Buku ini disusun berawal dari banyaknya pertanyaan yang masuk ke email
dan akun media sosialnya, yang bertanya tentang beasiswa luar negeri, khususnya
Jepang. Pertanyaan mereka beragam, seperti bagaimana memulai mencari data beasiswa, proses beasiswa, mencari profesor, ujian beasiswa, aplikasi beasiswa, hingga tips mencapai nilai TOEFL yang tinggi. Junaidi
merasa informasi beasiswa di Indonesia memang masih kurang. Jikapun ada, mereka hanya tahu ada beasiswa, tetapi tidak paham cara mendapatkannya. Kebanyakan dari
meraka juga hanya menunggu informasi di tempel di papan-papan pengumuman sekolah, kampus atau kantor
tempat mereka bekerja.
Beasiswa Manbukagakusho (Manbusho) adalah beasiswa pendidikan Jepang yang cukup bergengsi.
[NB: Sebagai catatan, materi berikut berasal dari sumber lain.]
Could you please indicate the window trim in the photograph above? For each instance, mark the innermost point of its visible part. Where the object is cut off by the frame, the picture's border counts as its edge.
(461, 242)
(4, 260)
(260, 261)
Beasiswa ini umumnya menerima pendaftar sebanyak 4000-an dan disaring menjadi 100-170 orang pada tahap ujian. Dari situ kemudian akan diambil maksimal 40
peserta yang lulus saat wawancara terakhir. Junaidi menyarankan agar nilai TOEFL di atas 550 dan IPK di
atas 3.00. Hal ini akan menjadi kelebihan pendaftar dalam usaha memenangkan beasiswa yang diinginkan.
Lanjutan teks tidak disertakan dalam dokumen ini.